ISLAMABAD: A special audit of the multibillion-dollar Qatar liquefied natural gas (LNG) deal has failed to quantify the magnitude of losses despite claims by federal auditors that Pakistan purchased the gas at higher rates.
The Joint Audit Special Study raised 32 objections involving more than Rs304 billion, but none of them was directly linked to the 15-year deal that the PML-N government struck with Qatar on a government-to-government basis.
These objections either pertained to the period prior to the signing of the deal or procedural irregularities in the distribution of imported LNG.
The audit study conducted by three directorates of the department of Auditor General of Pakistan (AGP) has led many to raise questions over the independence and professional capabilities of the auditors. The AGP office looked at procedural, legal and financial aspects of the deal.
The auditors complained that the petroleum ministry did not give the original document for audit.
Out of 32 audit paragraphs, only one directly referred to the LNG purchase from Qatar. “The price (13.37% of Brent crude) negotiated with Qatar was at a higher rate as Qatar was the source supplier of LNG whereas trading companies in open market were offering average rates lower than the one finalised with Qatar,” according to the audit’s objections.
Had open competition been allowed and other LNG producing countries permitted to submit bids for consideration of the Economic Coordination Committee (ECC), the government would have been able to procure LNG at lower rates, the audit report said.
The ECC in 2012 had decided that there would be international competitive bidding which the PML-N government changed and signed a sovereign deal.
The AGP department worked out the higher price by only comparing the five-year LNG import contracts signed by Pakistan State Oil (PSO) with the sovereign deal.
The price negotiation committee had recommended 13.9% of the Brent price, but the final deal was signed at 13.37% on the basis of short-term contracts that PSO signed with global commodity trader Gunvor for 60 LNG shipments, said the report.
But Pakistan entered into a 15-year contract that would require approximately 500 shipments, it added.
The AGP department had initiated the audit on its own and later the then petroleum minister expressed the desire to give a presentation to the auditors to explain the whole issue, said former Auditor General of Pakistan Rana Asad Amin.
The study said the federal cabinet did not approve the LNG deal with Qatar and approvals were given by the ECC. The agreement for cooperation in the energy sector was signed between the two states while the sale-purchase agreement was inked by PSO and Qatar Gas-2 in 2016.
The report said the petroleum ministry did not analyse the expert studies carried out by two consulting firms – Fact Global Energy and QED Gas Consulting – and the studies were missing from the ministry’s records.
However, the report did highlight some irregularities committed by PSO, Sui Southern Gas Company (SSGC), Sui Northern Gas Pipelines (SNGPL), Inter State Gas Systems (ISGS), Engro Elengy Terminal Limited (EETL) and PSO.

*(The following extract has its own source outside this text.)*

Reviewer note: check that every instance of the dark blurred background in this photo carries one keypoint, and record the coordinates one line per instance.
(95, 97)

The auditors objected to the Rs16.4 billion worth of LNG procurements by PSO terming them irregular as these were done without inviting tenders.

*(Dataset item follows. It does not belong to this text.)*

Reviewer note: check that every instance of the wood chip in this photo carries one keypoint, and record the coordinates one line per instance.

The special study also declared Rs10.2 billion worth of LNG procurements by PSO as “mis-procurements”, due to rate revisions after the opening of bids. But the petroleum ministry argued that the government saved money since the revised rates were lower than those quoted by the bidders.
PSO has also been accused of irregularly procuring Rs7.7 billion worth of LNG by giving less than the required time to the bidders for bid submission, which was in violation of the Public Procurement Regulatory Authority rules.
PSO was also accused of paying fender charges to EETL despite there being no such clause in the agreement.
The study said the agreed payment mechanisms had not been followed in the LNG supply chain, which in 2015-16 alone created Rs8.9-billion liability for SNGPL. SNGPL also could not recover Rs4.8 billion from independent power producers (IPPs) due to non-observance of the agreed payment mechanisms.
The auditors pointed out that SNGPL did not receive standby letters of credit from the IPPs equivalent to Rs55 billion.
SNGPL also did not recover Rs831.6 million in transportation charges from Pakarab Fertilizer that used its systems to transport LNG. The public gas utility also sustained losses of Rs2.2 billion by supplying LNG at cheaper rates to other consumers instead of the IPPs.
SNGPL irregularly sold Rs56 billion worth of LNG to the companies that were not entitled, which was also a violation of the ECC decision.
The auditors also objected to acquiring Rs101 billion in loans for constructing an LNG pipeline despite availability of funds under the Gas Infrastructure Development Cess.
Published in The Express Tribune, February 9th, 2018.